Как я уже сказал, она подошла ко мне вплотную, я ей не удается закончить фразу по чисто техническим причинам.

— О Пьер, что это с вами… — шепчет Розмари, когда наш первый поцелуй, довольно продолжительный, приходит наконец к своему завершению.

— Понятия не имею. Наверно, весна этому причина. Неужто не слышите: весна идет.

Я снова тянусь к ней, чтобы заключить ее в свои объятия. Но, прежде чем позволить мне это сделать, она резким движением опускает занавеску.

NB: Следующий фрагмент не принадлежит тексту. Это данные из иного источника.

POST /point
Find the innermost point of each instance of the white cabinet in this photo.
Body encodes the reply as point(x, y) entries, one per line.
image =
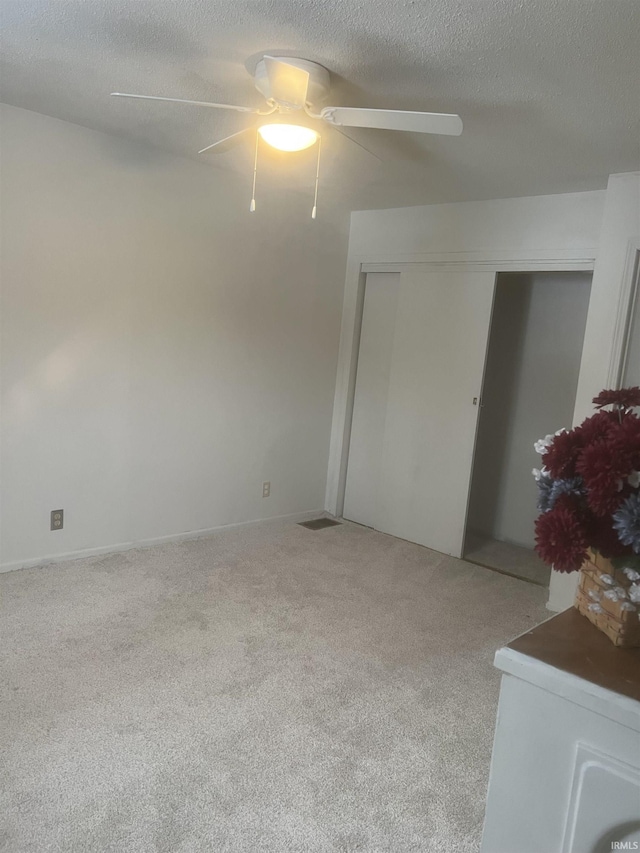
point(565, 771)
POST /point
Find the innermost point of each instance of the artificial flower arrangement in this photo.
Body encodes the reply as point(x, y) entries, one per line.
point(589, 502)
point(589, 486)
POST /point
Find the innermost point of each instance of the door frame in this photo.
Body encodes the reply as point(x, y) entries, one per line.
point(357, 269)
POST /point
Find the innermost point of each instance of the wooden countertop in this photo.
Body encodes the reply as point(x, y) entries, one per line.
point(571, 643)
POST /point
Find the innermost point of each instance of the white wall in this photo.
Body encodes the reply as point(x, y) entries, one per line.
point(531, 376)
point(618, 245)
point(163, 351)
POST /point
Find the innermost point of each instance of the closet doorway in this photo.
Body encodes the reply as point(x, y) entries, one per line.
point(529, 390)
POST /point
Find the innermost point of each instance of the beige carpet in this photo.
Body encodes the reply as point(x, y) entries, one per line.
point(265, 689)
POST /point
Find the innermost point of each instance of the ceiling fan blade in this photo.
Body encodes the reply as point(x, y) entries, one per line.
point(355, 142)
point(418, 122)
point(223, 145)
point(288, 84)
point(182, 101)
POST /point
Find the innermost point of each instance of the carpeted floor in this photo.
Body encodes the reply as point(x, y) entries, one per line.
point(266, 689)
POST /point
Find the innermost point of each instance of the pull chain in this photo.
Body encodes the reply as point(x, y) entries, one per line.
point(315, 196)
point(252, 206)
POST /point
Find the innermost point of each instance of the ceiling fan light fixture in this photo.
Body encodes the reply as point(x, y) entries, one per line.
point(288, 137)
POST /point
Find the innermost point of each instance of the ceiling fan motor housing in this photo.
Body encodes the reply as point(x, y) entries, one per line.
point(319, 79)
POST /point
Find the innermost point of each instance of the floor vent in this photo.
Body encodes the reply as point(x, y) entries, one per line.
point(318, 523)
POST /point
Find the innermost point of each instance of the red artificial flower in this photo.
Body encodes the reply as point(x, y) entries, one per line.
point(604, 467)
point(625, 398)
point(562, 454)
point(598, 426)
point(561, 540)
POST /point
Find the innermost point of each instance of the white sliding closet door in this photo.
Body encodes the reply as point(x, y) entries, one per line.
point(433, 345)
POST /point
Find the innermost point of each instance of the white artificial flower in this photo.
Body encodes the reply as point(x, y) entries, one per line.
point(634, 479)
point(542, 444)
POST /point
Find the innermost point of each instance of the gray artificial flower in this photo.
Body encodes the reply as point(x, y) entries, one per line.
point(626, 521)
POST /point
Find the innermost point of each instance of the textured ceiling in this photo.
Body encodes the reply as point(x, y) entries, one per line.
point(549, 90)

Потому что, как я, кажется, уже отмечал, в жизни в отличие от театра действие нередко начинается именно после того, как занавес опускается.

4

Весна наступает бурно и внезапно. Буквально на глазах раскрываются почки деревьев. За несколько дней все вокруг окрашивается зеленью — не той мрачной, словно обветшалой, которая зимует на соснах, а светлой и свежей зеленью нежных молодых листьев. Белые стены и красные крыши вилл, еще недавно так отчетливо вырисовывавшиеся на фоне темных безлистых зарослей, потонули в серебристом и золотистом сиянии плодовых деревьев. Цвета окрест переменчивы и неустойчивы, как на любимых картинах Розмари или у камней со странными именами; переменчивы и неустойчивы, радующиеся и свету и тени, потому что в вышине, между солнцем и землей, теплый ветер юга гонит по синему небу белые стада.

Перемены, увы, носят главным образом метеорологический характер и лишь отчасти — бытовой. Как выразилась моя квартирантка, мы с нею давно до такой степени привыкли друг к другу, что перемена в области наших чувств всего лишь легкий штрих на привычном фоне обыденности, легкий штрих, который только мы одни способны заметить.

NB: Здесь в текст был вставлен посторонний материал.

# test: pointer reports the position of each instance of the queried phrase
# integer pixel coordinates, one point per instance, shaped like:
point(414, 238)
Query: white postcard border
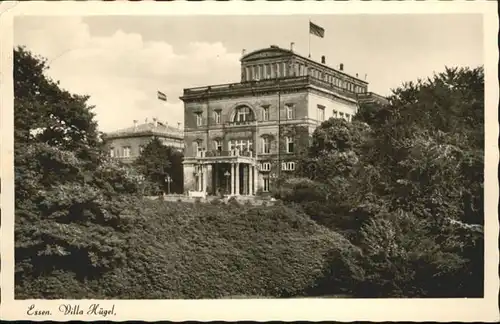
point(484, 309)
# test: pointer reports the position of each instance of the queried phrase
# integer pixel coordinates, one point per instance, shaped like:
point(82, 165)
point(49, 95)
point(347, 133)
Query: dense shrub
point(184, 250)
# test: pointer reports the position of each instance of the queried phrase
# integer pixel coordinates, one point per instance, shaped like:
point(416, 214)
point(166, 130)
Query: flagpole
point(309, 38)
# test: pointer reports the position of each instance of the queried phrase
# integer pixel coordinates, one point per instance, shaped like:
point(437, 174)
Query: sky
point(122, 61)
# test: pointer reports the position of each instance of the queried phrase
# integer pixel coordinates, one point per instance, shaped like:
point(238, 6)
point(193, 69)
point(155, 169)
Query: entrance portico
point(229, 173)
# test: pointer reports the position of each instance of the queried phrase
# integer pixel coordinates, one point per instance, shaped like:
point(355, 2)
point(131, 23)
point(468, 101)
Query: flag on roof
point(162, 96)
point(316, 30)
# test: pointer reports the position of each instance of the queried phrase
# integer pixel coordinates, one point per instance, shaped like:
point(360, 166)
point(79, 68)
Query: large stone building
point(126, 144)
point(231, 130)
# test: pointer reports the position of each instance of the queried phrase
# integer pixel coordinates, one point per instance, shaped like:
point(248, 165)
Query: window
point(199, 119)
point(289, 144)
point(289, 112)
point(266, 145)
point(266, 166)
point(243, 114)
point(241, 145)
point(126, 151)
point(321, 113)
point(266, 185)
point(218, 145)
point(217, 116)
point(288, 166)
point(265, 113)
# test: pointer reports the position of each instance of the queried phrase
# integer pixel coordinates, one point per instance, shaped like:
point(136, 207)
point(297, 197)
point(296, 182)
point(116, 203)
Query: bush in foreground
point(182, 250)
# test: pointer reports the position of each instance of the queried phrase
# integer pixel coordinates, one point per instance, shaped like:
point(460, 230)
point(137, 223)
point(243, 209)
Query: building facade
point(127, 144)
point(240, 136)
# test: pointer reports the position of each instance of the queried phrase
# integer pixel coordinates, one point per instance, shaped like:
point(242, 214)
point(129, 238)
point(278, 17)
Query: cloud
point(122, 72)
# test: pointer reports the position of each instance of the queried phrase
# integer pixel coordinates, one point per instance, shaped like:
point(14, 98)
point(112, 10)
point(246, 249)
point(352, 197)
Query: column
point(245, 180)
point(199, 176)
point(232, 179)
point(255, 179)
point(237, 174)
point(250, 175)
point(205, 178)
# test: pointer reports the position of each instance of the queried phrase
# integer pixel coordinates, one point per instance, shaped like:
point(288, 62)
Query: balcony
point(252, 87)
point(240, 123)
point(230, 156)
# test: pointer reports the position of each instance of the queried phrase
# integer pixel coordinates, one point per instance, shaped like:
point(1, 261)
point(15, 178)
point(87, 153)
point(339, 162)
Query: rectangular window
point(288, 166)
point(289, 144)
point(265, 113)
point(266, 166)
point(199, 119)
point(266, 185)
point(217, 117)
point(218, 145)
point(321, 113)
point(266, 145)
point(126, 151)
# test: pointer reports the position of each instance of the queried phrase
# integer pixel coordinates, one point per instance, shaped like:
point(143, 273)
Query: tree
point(416, 173)
point(72, 202)
point(157, 161)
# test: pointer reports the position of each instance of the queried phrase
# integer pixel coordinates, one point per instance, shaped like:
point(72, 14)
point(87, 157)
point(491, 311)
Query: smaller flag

В остальном все идет как прежде, каждый следует своему будничному распорядку, и лишь иногда, в послеобеденную пору, поскольку дни стали длиннее, а соседний лес — приветливей, мы, вместо того чтобы валяться в зеленом интерьере нашего не столь обширного холла, скитаемся в просторном зеленом интерьере леса или сидим на скамейке у дорожки и всматриваемся в изумрудную равнину, за которой возвышаются лесистые холмы, над ними сияет цепь горных хребтов, а еще выше встают заснеженные альпийские вершины под огромным небесным куполом, в необъятности которого теплый южный ветер торопливо гонит стада облаков.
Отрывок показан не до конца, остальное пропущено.